Petar Veličković (DeepMind / University of Cambridge)
Petar Veličković

Petar Veličković is a Staff Research Scientist at DeepMind, Affiliated Lecturer at the University of Cambridge, and an Associate of Clare Hall, Cambridge. He holds a PhD in Computer Science from the University of Cambridge (Trinity College), obtained under the supervision of Pietro Liò. Petar's research concerns geometric deep learning—devising neural network architectures that respect the invariances and symmetries in data (a topic he's co-written a proto-book about). For his contributions to the area, Petar is recognised as an ELLIS Scholar in the Geometric Deep Learning Program. Within this area, Petar focusses on graph representation learning and its applications in algorithmic reasoning and computational biology. In particular, he is the first author of Graph Attention Networks—a popular convolutional layer for graphs—and Deep Graph Infomax—a popular self-supervised learning pipeline for graphs (featured in ZDNet). Petar's research has been used in substantially improving the travel-time predictions in Google Maps (featured in the CNBC, Endgadget, VentureBeat, CNET, the Verge and ZDNet), and guiding the intuition of mathematicians towards new top-tier theorems and conjectures (featured in Nature, New Scientist, The Independent, Sky News, The Sunday Times and The Conversation).

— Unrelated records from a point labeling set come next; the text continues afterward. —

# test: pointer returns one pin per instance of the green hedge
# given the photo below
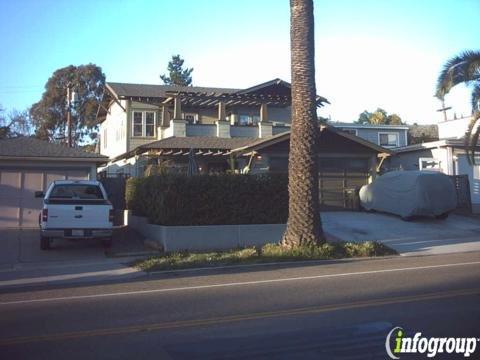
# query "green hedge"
(210, 199)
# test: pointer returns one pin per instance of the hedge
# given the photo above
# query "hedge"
(209, 199)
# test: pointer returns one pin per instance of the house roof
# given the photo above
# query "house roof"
(208, 145)
(27, 147)
(456, 143)
(275, 92)
(124, 90)
(199, 142)
(368, 126)
(263, 143)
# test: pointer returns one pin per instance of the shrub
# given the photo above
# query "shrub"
(209, 199)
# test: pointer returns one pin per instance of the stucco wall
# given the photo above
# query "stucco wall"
(115, 126)
(206, 238)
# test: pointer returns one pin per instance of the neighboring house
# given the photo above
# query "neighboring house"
(140, 122)
(388, 136)
(454, 128)
(28, 165)
(346, 161)
(447, 156)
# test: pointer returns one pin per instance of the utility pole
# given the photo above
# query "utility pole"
(69, 116)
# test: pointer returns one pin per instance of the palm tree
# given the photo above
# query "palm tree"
(304, 225)
(464, 68)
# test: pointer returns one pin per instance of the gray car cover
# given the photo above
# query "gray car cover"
(410, 193)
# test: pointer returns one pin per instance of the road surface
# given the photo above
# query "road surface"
(327, 310)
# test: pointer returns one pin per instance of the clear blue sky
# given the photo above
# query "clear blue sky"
(368, 53)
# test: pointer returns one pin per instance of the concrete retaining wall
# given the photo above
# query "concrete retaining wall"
(204, 238)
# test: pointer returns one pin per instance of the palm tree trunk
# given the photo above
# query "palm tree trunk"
(304, 224)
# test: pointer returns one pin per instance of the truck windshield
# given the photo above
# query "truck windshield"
(74, 191)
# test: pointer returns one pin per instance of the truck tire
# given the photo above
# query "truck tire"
(44, 243)
(107, 242)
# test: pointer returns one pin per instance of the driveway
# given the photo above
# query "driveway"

Adrià Puigdomenech Badia (Deepmind)
David Budden (DeepMind)
Razvan Pascanu (DeepMind)
Andrea Banino (DeepMind)
Misha Dashevskiy (DeepMind)
Raia Hadsell (DeepMind)

Raia Hadsell, a senior research scientist at DeepMind, has worked on deep learning and robotics problems for over 10 years. Her early research developed the notion of manifold learning using Siamese networks, which has been used extensively for invariant feature learning. After completing a PhD with Yann LeCun, which featured a self-supervised deep learning vision system for a mobile robot, her research continued at Carnegie Mellon’s Robotics Institute and SRI International, and in early 2014 she joined DeepMind in London to study artificial general intelligence. Her current research focuses on the challenge of continual learning for AI agents and robotic systems. While deep RL algorithms are capable of attaining superhuman performance on single tasks, they cannot transfer that performance to additional tasks, especially if experienced sequentially. She has proposed neural approaches such as policy distillation, progressive nets, and elastic weight consolidation to solve the problem of catastrophic forgetting and improve transfer learning.